Linux File System Structure/Hierarchy

Linux File System Structure/Hierarchy

Linux is the 3rd most Used daily language and Most used language by Developers. So if you want to learn you need to know the file management system and its Structure

The file System structure is majorly different from the structures of Windows or Mac. Here the Administrative user is known as the root user whereas in Windows it is known as ADMIN. and instead of program files and windows folders, it has many different folders based upon the usage and functionalities.

Linux File System

Before starting to learn about the Linux Commands we need to know about the file system in Linux. Most of you guys might be windows users or even Mac users but the file system structure of Linux is different from both of them. Linux has a directory Structure where the base or root node/folder is called the root folder. The root folder starts with "/" and every other file in a Linux system comes under the root folder. Linux uses a variable or way to identify the files and folders which is known as INODE value. The inode values of any 2 files of the folder do not match. And the default inode value of the root node is 2 this is an important point to be noted. We can see the inode values by using -I with any file manipulation commands which we are going to discuss.

So there are some Folders in Linux and we need to know the configurations and needs of the folders to understand the files system. Each of these folders has its own specific files stored in it. These folders are stored in the root directory or "/".

  • "/":             First of all, is the root directory which starts with "/" so every path in the Linux system starts with "/"
  • /bin:            Bin is the file where all the binary files are stored or the Executable files are stored here. This folder doesn't have any permission for anyone can view them. All the default applications and command files of Linux are stored here. We can tell what type of applications are stored on the system by looking into the bin folder

  • /dev:            This is considered to be a special folder. Anyone or any device and read or write data into the dev folder. Mostly the device drivers are also stored here. The devices attached to the system can be view here for example when we mount a printer we can see a file called /dev/printer in this folder.
  • /etc:             It contains all the configuration files of the operating system and all the Web files. Configuration files mean the details of the permission given to the users and group configurations. One more point to be noted here is that the 2 most important files are also stored here for which every attacker or pentester looks for which shadow file and passwd. Shadow file consists of all the detailed information about the passwords of the users and passwords changes and all are stored in encrypted form. passwd file also has the password hashes of all the users and groups it also tells the names of the users present in the system. This file is a globally readable file anyone can see the information in it. 

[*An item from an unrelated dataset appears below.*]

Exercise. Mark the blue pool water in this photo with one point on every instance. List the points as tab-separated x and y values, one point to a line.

  • /boot:           This folder has all the kernel information and the codes needed to boot the system. All the kernel details the version details updates are stored here.
  • /mnt:            This directory is used to store the mounted devices such as pen drives, USBs, CDROMs, floppy discs, etc. When we want to use an external storage device then we need to plug the devices and look for the data in it in the /mnt folder all the mounted devices can be read and write here.
  • /opt:             This is where we can install other optional software from third-party vendors or distributors. Users can install the additional add-on software here. If we store all the software in a boot or bin folder then the space of those folders will increase so we are separating the OS packages and software from third-party software.
  • /lib:               As we talked earlier the boot folder has all the codes needed to boot the system and the bin has all software codes but there are some sources files or libraries needed or helpful for the proper functioning of that software the codes are stored here. All the kernel modules are also stored here about the kernel updates etc.
  • /usr:              This is similar to the /user folder in windows. Here we have all the users made folders and users manipulated data. One user cannot access another user's folders without the username and password. So the user folders are isolated from each other. It can also contain a secondary hierarchy such as all the folders which we are discussing can also be there in every user's folder.

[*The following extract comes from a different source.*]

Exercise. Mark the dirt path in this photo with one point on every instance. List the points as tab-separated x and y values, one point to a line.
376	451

  • /tmp:           Temporary system files are stored here example the downloads of browsers if no location is given, cookies, Temporary user data all are stored here. This is temporary because all the data in this folder is deleted after the system is rebooted.
  • /sbin:           SBIN is a Standard directory for the root folder. It contains all the EXE files or executable files. These are mostly administrative tools that are only made or used by root users. These are also the programs which are not need to boot in the time of system boot
Some Additional important Folders and locations are:
  • /proc:          This folder contains the process information which is running in the system like process id's system usages disc usage etc. As it has the process information it also sometimes provides a medium between users and the kernel for communications of process and information. It also has the information of the commands which are used in the terminal or command line.
  • /srv:           Site-specific Data are stored here. Like a webserver data or other services data like an HTTP server or an FTP server's data.
  • /var:           This folder acts as a check to the other folders it has the information of the folders and user data, temporary files, and the logging data and administrative data. It also has an important folder called /var/www where the server details are stored when we are hosting a website from our device using apache or tomcat etc.